Atenea caminaba de la mano de su amado esposo, se sentía bien el estar a su lado, lo amaba más que a nada en su inmortal vida; no se arrepentía de la decisión que alguna vez tomó.
Recordaba aquellas voces que alguna vez le habían dicho que estar con él era el peor error que podía cometer.
Se habían equivocado tanto, nunca en su existencia había sido tan amada y protegida al mismo tiempo como lo era ahora. Recordaba aquella lucha diaria con su familia; los momentos en los cuales estaba a punto de caer, pero al verlo lo olvidaba todo, nunca se dejó vencer, era la diosa de la sabiduría, de la guerra, las estrategias y en sus planes jamás estuvo dejarse subyugar.
A veces cuando todo parecía imposible de soportar recordaba aquellos ojos esmeralda que brillaban cada vez que la miraban, aquel porte pulcro y atractivo de su amado; nunca se conformó con verlo a escondidas, y a pesar de que su amor era prohibido para todos, él le daba color a su vida, anhelaba amanecer a su lado diariamente, quería gritar su amor a los cuatro vientos, que nadie los juzgara por haberse enamorado el uno del otro y sobre todo por haber rompido su voto de castidad, pero que culpa podía tener si el amor la invadió sin avisar.

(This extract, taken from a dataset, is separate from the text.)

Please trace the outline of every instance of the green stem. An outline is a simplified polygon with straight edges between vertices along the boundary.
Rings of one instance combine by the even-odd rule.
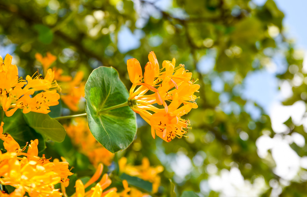
[[[109,111],[110,110],[114,110],[117,108],[122,107],[125,107],[127,106],[128,106],[128,101],[124,102],[123,103],[122,103],[121,104],[119,104],[119,105],[115,105],[114,106],[112,106],[112,107],[108,107],[107,108],[103,109],[102,110],[99,111],[99,112],[101,112],[103,111]]]
[[[86,113],[84,114],[77,114],[74,115],[71,115],[70,116],[60,116],[54,118],[56,120],[60,120],[61,119],[65,119],[66,118],[75,118],[76,117],[80,117],[80,116],[86,116]]]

Siempre habla con su padre y aunque él jamás estuvo de acuerdo aprendió a aceptar su amor, al fin y al cabo era su hija favorita. Todos los olímpicos la veían como la diosa que se atrevió a desafiar al mismísimo Zeus por amor.
En su rostro siempre hay una sonrisa de satisfacción porque sabe que al fin es feliz y libre por amor.